SACRAMENTO, Calif. — Warning that California’s liberal politicians were endangering the state’s citizens and obstructing federal law, Attorney General Jeff Sessions announced Wednesday that the Trump administration was suing the state over laws designed to make it more difficult for federal immigration agents to operate there.

Speaking before a crowd of more than 200 California law enforcement officials in a Sacramento hotel ballroom Wednesday morning, Sessions described the state’s so-called sanctuary laws as a radical maneuver that would threaten public safety and throw open the nation’s borders to even more illegal immigration.

Immigration law “is in the books, and its purposes are clear and just. There is no nullification, there is no secession. Federal law is the supreme law of the land,” said Sessions, one of the Trump administration’s most adamant immigration restrictionists. “But California, we have a problem. A series of actions and events have occurred here that directly and adversely impact the work of our federal officers.”

The lawsuit, which the Justice Department disclosed Tuesday in advance of Sessions’ speech, was the culmination of a clash both the Trump administration and California have been heading toward for more than a year, with each antagonist reaping political profit from the battle. The Trump administration has sought to demonstrate that it will not tolerate noncompliance with federal immigration enforcement; California’s top officials, self-proclaimed leaders of the anti-Trump resistance, have pushed the state to cooperate with Immigration and Customs Enforcement as little as possible.

Even as Sessions spoke, that opposition was making itself heard. Outside the hotel where Sessions was speaking, several hundred protesters marched, holding signs saying “Go Home Jeff” and “Crush ICE” and chanting, “What do we want? Sessions out!”

Shortly after Sessions’ speech, Gov. Jerry Brown and the state’s attorney general, Xavier Becerra, both Democrats, appeared together in Sacramento.

“This is basically going to war against the state of California,” Brown said. “This is pure red meat for the base.”

“The Trump administration is full of liars,” he added.

The lawsuit, filed Tuesday evening in U.S. District Court in Sacramento, is the first Sessions’ Justice Department has filed against a local or state government over its immigration policies.

It targets three state laws passed in recent months: one that limits state and local agencies’ ability to share information about criminals or suspects with federal immigration officers, unless they have been convicted of serious crimes; a second that forbids local businesses from allowing ICE to examine employee records without a court order or a subpoena; and a third that gave California officials more oversight over the state’s immigration detention centers.

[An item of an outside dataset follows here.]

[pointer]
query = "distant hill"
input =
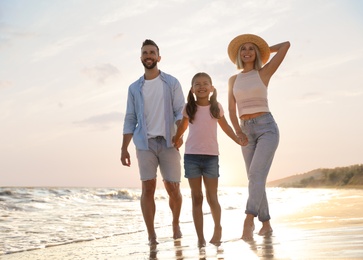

Beyond the specifics of the laws, Sessions railed about several instances in which he said state officials had frustrated the work of federal law enforcement. He heartily ripped into Libby Schaaf, the Democratic mayor of Oakland, for issuing a warning last week that ICE planned to arrest immigrants across Northern California, an alert that infuriated agency officials who said her alert had allowed hundreds of their targets to slip away.

Schaaf had “boldly supported illegality,” Sessions said, calling her actions “an embarrassment to the proud state of California.”

“So here’s my message to Mayor Schaaf: How dare you, how dare you needlessly endanger the lives of our law enforcement officers to promote a radical open borders agenda?” he said.

In comments last week, Schaaf said she had not publicized any information that endangered ICE officers. She said she issued the warning because “I know that Oakland is a city of law-abiding immigrants and families who deserve to live free from the constant threat of arrest and deportation.”